BENJAMIN: I think that's definitely a piece of evidence that this model is missing, and yeah, I do think this model is missing something. In fact, I think the key thing this model is missing is that, when he did this, he basically assumed that the actors were perfectly moral. They were utility maximizers. They were going to spend on safety as much as would be optimal for society as a whole. I was like, "This seems like a really dodgy assumption. [laughs] Why would people do that?" We can go to this other extreme where, instead of assuming people are totally moral, they're instead these selfish, rational actors, and that, I think, looks more like the world we're in. And so yeah, when I was looking at this, I was like, let's find what we call the Nash equilibrium. The Nash equilibrium is a game theory term for when no one has anything to gain by choosing to change only their own strategy. That is, everyone on Earth is basically defecting in this prisoner's dilemma of how much should I spend on safety. No one has any incentive to spend more on safety because, if they do, they get to consume less, and the safety is helping everyone and they don't get that much of the benefit of it. So they'd rather just spend on their own consumption. And when I went through this model again — a shock — you find that actually, safety spending is much lower in this model, and under the same parameter values, you do find that humanity just eventually basically guarantees it goes extinct.

SPENCER: Final question for you. How do we navigate economic growth in a healthy way where you're getting the benefits from it but with fewer of the harms?
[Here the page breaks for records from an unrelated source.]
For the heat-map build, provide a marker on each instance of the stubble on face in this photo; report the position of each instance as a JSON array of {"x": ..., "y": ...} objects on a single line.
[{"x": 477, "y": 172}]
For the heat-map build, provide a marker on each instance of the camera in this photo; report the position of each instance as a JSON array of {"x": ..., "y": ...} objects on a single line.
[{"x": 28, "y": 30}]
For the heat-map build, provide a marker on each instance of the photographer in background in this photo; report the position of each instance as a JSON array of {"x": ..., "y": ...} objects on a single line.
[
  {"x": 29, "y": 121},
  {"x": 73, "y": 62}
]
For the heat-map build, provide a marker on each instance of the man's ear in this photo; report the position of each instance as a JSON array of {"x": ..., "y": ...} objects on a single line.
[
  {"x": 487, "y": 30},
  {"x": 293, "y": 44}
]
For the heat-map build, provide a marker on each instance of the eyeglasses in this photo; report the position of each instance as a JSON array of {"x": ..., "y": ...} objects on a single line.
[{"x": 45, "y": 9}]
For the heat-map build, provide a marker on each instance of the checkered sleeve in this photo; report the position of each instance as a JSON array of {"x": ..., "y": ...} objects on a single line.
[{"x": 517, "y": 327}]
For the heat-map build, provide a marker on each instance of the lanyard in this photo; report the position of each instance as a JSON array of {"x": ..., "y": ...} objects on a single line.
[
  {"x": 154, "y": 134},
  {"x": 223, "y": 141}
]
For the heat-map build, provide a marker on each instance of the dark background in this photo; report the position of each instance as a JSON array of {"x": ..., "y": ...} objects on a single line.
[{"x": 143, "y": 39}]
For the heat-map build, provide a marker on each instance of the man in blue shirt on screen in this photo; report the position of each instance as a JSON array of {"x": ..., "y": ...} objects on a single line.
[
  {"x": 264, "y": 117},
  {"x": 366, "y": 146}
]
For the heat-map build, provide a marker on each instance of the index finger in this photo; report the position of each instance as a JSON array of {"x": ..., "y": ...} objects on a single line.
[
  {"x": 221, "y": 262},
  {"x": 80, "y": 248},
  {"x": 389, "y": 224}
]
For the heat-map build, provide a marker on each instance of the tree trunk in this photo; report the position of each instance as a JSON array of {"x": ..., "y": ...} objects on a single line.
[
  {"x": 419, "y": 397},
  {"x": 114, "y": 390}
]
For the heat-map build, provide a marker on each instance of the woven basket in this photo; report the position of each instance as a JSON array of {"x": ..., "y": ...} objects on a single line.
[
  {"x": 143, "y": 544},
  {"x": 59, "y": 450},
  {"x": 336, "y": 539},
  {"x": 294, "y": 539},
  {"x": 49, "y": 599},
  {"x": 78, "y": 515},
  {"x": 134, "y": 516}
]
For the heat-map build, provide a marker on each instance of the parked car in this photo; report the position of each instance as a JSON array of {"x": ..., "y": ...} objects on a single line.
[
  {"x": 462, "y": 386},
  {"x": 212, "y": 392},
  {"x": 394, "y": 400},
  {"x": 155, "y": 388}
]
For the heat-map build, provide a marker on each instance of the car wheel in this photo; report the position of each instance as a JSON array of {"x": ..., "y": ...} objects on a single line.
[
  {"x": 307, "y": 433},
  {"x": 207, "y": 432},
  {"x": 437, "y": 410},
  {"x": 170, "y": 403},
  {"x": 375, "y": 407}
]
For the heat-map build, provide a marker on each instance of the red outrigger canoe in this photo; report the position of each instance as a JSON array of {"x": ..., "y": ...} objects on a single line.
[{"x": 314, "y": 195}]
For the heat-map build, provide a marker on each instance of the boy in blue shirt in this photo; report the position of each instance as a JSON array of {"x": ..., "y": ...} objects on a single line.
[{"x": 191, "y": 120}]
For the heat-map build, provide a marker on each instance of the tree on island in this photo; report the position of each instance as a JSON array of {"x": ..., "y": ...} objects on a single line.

BENJAMIN: Ultimately, there's a spectrum here between these two models. There's this 'entirely selfish people' model, and there's this 'people really care about the world' or act together or cooperate model. And the real world is somewhere in between. And I guess what this says is, if you just let things go unchecked and no one in the world tries to do good, then we're just going to end up in pretty horrible situations. We're going to do horrible things to animals. We're going to do horrible things to the future. But if you end up in a situation where you can get people to cooperate — maybe that's by governments regulating, maybe that's by people trying to do good with their careers and help other people, and actually being willing to do something which helps the world as a whole — you can increase the amount of spending that's on existential risk. But it's not just about spending less, just an over simplified model. You can increase the amount of good that we're doing as a whole, and provide this way for a corporation to enter into this growth-y thing. Shockingly, I'm saying the same conclusion that economists always say, which is, you need some kind of cooperation mechanism to get people to work together to reduce negative externalities. I'm not saying anything more than that really. I'm just saying, some negative externalities — to me in particular, factory farming and existential risk seem really big and quite worrying — but that doesn't mean there aren't ways of solving them.

SPENCER: Benjamin, thanks so much for coming on.

BENJAMIN: Thanks so much for having me. I really enjoyed it. Thank you.